Retirement Plans
   

Retirement pensions are becoming rare. Life expectancies are climbing. The need for retirement savings has never been greater. Today, the impact of a company sponsored 401k or 403b plan for your employees is immeasurable. We offer an excellent plan with custom plan design, professional ERISA and compliance guidance, comprehensive employee communications, education materials, and full-service record keeping and administration.

The 401(k)

One of the best ways to save for retirement is contributing pre-tax dollars into a company sponsored 401k.

A 401k Overview

• A 401(k) offers tax advantages. Your money has the potential to grow faster in a 401(k) than in traditional, after tax savings.

• The money you put into your 401(k) comes out of your paycheck before state and federal income taxes are calculated. So, you can invest more in a 401(k) than in an after-tax IRA account.

• You don’t pay taxes now on the earnings in your 401(k). Instead, you pay them when you take the money out. So your money has the potential to compound and grow faster than it would in after-tax savings.

• A 401(k) plan offers a variety of ways to invest – from conservative investments to aggressive equity (stock) funds. This way, you select the level of estimated risk and potential return of your savings.

• Your contributions are automatically taken out of your paycheck before you receive it. So it’s an easy and convenient way to get into the habit of saving.

• Some employers match employee contributions. This means they’ll put in additional money for every dollar saved, up to a certain amount.

• Depending on your plan, you may be able to take hardship distributions from your 401(k) savings to help pay for a new first time home purchase, educational expenses or financial emergencies. Some plans also allow loans.

• If you leave your current employer you can take the money you contributed to your 401(k) savings plan with you. Employer matching contributions become portable when they are vested.


The 403(b)

Under a 403(b) tax-deferred retirement program, you can make pre-tax contributions to a tax-sheltered annuity contract or custodial account through a salary reduction agreement, which means that your contributions are deducted from your salary before federal income taxes are calculated.

• You decide, within certain legal limits, how much of your income you want to save and invest.

• Your employer will reduce your paycheck by that amount before federal income taxes are taken out and forward it to ING on a regular basis.

• Contributions are invested in your choice of any combination of investment options offered.

• Contributions and any earnings that accumulate over the years generally are not taxed until you receive them, which is usually at retirement when you may be in a lower tax bracket.

• Your 403(b) tax-deferred retirement program has no effect on Social Security.
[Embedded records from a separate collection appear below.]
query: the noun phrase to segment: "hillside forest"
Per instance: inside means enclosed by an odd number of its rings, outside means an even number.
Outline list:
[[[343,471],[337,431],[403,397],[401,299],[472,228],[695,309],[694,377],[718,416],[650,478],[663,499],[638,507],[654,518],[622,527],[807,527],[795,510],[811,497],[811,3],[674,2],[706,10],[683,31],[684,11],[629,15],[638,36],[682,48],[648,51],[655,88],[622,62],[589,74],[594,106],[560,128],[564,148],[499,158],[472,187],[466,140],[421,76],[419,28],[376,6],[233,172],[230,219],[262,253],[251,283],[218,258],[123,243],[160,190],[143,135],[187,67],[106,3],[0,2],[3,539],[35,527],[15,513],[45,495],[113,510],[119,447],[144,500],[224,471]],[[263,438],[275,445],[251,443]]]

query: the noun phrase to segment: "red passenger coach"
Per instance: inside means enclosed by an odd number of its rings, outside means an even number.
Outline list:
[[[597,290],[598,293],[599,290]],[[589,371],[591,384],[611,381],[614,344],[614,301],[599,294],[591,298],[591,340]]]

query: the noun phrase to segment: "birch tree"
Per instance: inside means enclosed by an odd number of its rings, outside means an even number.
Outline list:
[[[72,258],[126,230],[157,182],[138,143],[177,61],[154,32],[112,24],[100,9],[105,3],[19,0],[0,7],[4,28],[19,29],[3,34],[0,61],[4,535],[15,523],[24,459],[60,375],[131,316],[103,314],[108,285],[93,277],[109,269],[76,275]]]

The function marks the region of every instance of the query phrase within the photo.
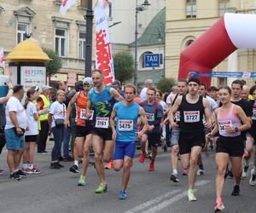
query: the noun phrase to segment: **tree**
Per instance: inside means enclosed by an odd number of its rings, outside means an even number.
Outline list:
[[[132,78],[134,73],[134,60],[128,52],[119,52],[113,55],[115,78],[121,83]]]
[[[157,89],[160,89],[162,92],[170,93],[172,87],[176,84],[176,80],[172,78],[163,78],[156,84]]]
[[[46,75],[53,75],[62,67],[62,60],[54,50],[47,48],[43,48],[43,50],[47,54],[48,57],[52,60],[46,64]]]

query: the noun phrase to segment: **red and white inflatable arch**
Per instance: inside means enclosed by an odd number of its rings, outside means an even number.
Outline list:
[[[227,13],[181,54],[178,78],[212,70],[237,49],[256,48],[256,14]],[[201,80],[209,86],[211,78]]]

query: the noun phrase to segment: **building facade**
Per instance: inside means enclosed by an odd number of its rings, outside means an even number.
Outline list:
[[[166,76],[177,78],[181,52],[225,12],[255,14],[255,0],[167,0]],[[210,42],[210,41],[209,41]],[[214,53],[212,53],[214,54]],[[256,70],[255,49],[238,49],[213,71],[253,72]],[[233,78],[212,78],[212,85],[230,84]],[[253,79],[245,79],[249,84]]]
[[[55,50],[62,59],[62,68],[50,77],[49,81],[53,83],[62,80],[72,88],[84,75],[84,15],[87,4],[85,0],[79,0],[63,15],[59,12],[61,2],[0,0],[0,48],[3,49],[6,55],[17,43],[31,37],[41,47]]]

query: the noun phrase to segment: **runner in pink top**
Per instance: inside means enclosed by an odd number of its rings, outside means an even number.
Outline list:
[[[236,185],[232,192],[232,196],[239,195],[241,159],[244,152],[244,144],[241,136],[241,131],[247,130],[251,127],[249,119],[241,107],[231,103],[230,95],[231,89],[230,87],[222,87],[219,89],[218,95],[223,106],[215,112],[217,117],[216,125],[212,132],[207,135],[207,137],[212,137],[218,131],[220,135],[216,142],[215,161],[218,171],[216,176],[217,199],[216,206],[214,207],[215,211],[224,209],[221,195],[230,158],[232,163],[232,173],[236,178]]]

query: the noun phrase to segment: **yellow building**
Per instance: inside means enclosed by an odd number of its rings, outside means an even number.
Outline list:
[[[166,76],[177,78],[181,52],[210,28],[225,12],[255,14],[254,0],[166,0]],[[255,49],[238,49],[213,71],[256,70]],[[212,85],[230,84],[233,79],[212,78]],[[246,78],[250,84],[253,79]],[[255,79],[254,79],[255,80]]]
[[[0,49],[3,49],[6,56],[30,35],[41,47],[55,50],[62,59],[62,69],[49,79],[50,83],[62,80],[67,86],[73,87],[84,73],[84,15],[87,3],[85,0],[79,0],[66,14],[61,14],[61,2],[0,0]],[[93,3],[95,5],[96,1]],[[95,55],[94,47],[92,55]]]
Your Social Security contributions and benefits will be based on your total pay, including the amounts paid into your 403(b) tax-deferred retirement program.
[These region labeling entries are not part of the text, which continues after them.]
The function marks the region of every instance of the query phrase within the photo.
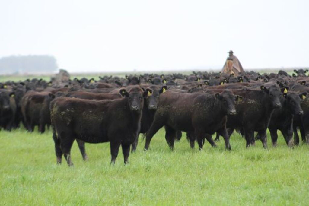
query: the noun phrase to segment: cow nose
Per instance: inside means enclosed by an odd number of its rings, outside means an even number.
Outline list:
[[[4,110],[8,109],[10,108],[10,106],[4,106],[3,107],[3,109]]]
[[[230,115],[235,115],[236,114],[236,110],[235,109],[231,110],[229,112],[228,114]]]
[[[278,108],[279,107],[281,107],[281,104],[280,103],[276,103],[276,104],[275,105],[275,107],[276,108]]]
[[[138,109],[138,107],[136,106],[132,106],[131,107],[131,109],[133,111],[137,111]]]
[[[157,107],[154,105],[150,105],[149,108],[149,109],[157,109]]]
[[[298,113],[297,113],[297,114],[299,115],[303,115],[304,114],[304,111],[303,111],[303,110],[302,110],[301,111],[299,111],[298,112]]]

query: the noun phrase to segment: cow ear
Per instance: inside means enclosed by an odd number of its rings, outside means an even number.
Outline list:
[[[277,81],[277,84],[278,85],[279,87],[283,87],[283,84],[282,84],[281,82],[279,82],[279,81]]]
[[[235,100],[236,102],[241,102],[243,99],[243,97],[239,95],[236,95],[236,97],[235,98]]]
[[[52,93],[49,93],[49,94],[48,94],[48,95],[49,96],[49,97],[50,98],[52,98],[52,99],[53,99],[55,98],[55,95],[54,95],[54,94],[53,94]]]
[[[127,97],[129,96],[129,93],[128,93],[128,92],[125,89],[121,89],[119,90],[119,93],[123,97]]]
[[[152,90],[149,88],[146,89],[143,93],[143,97],[144,98],[147,98],[152,95]]]
[[[268,94],[268,92],[269,91],[268,91],[268,90],[267,88],[266,88],[265,87],[265,86],[264,86],[263,85],[262,85],[261,86],[260,88],[261,90],[262,90],[263,91],[266,92],[267,94]]]
[[[167,86],[163,86],[162,87],[162,88],[161,88],[161,89],[159,91],[159,93],[160,94],[164,93],[166,91],[166,90],[167,90]]]
[[[15,95],[15,93],[14,92],[11,92],[11,93],[10,93],[10,94],[9,94],[9,95],[11,97],[14,97],[14,96]]]
[[[307,96],[307,92],[306,92],[299,94],[299,97],[300,97],[300,99],[306,99],[306,96]]]
[[[282,93],[287,93],[290,87],[288,86],[284,86],[281,89],[281,92]]]

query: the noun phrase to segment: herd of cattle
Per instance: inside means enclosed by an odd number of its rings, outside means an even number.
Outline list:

• Beginning in 2002, middle and lower income savers may be eligible for a nonrefundable tax credit of up to $1,000 for elective contributions to their governmental 457,403(b) or 401(k) plan. The availability and amount of the tax credit depends on your adjusted gross income and your filing status. If your adjusted gross income is no more than $50,000 (married, filing jointly), $37,500 (head of household) or $25,000 (all other filers) and make elective contributions, you may be eligible for this valuable tax credit.


Insuraty offers 403b plans through our preferred provider, ING Retirement, one of the leaders in the 403b market.

Annuities

There exists a variety of annuity options for your employees, ranging from annuities that allow the opportunity to participate in stock market growth, cash bonuses, or both. These annuities offer the safety and guarantee of a fixed interest, which is particularly comforting for today’s investors.

The following are terms used when purchasing or owning annuities:

Annuitant
The person upon whose life the annuity payments are based.

Annuity
A long term, tax-deferred insurance contract typically used to provide a stream of income over a period of time.

Annuitization Value
The value of your policy, including premiums received, bonuses and interest credited. This value is available when taken as a stream of income over a period of time.

Bonus
The bonus as described in your policy. The bonus is an additional value immediately credited to the annuitization or accumulation value when premiums are received.

Cash Value
An annuity is designed to be paid out over a period of time. The cash value is the value that will be paid to you in the event that you surrender your policy and take the benefits in a single payment.

Current Interest Rate
This is the interest rate credited towards your annuitization value. After the first year the rate may vary but it will never be less than the contractual guarantee. Interest earned is tax-deferred.

First Year Guaranteed Yield
This is calculated on the premium bonus and guaranteed first-year interest. This yield is reflected in the annuitization and accumulation values.

Partial Surrenders/Withdrawals
Funds you have taken out of your policy where charges may have been incurred.

Policy Owner
The person or party who owns the annuity policy.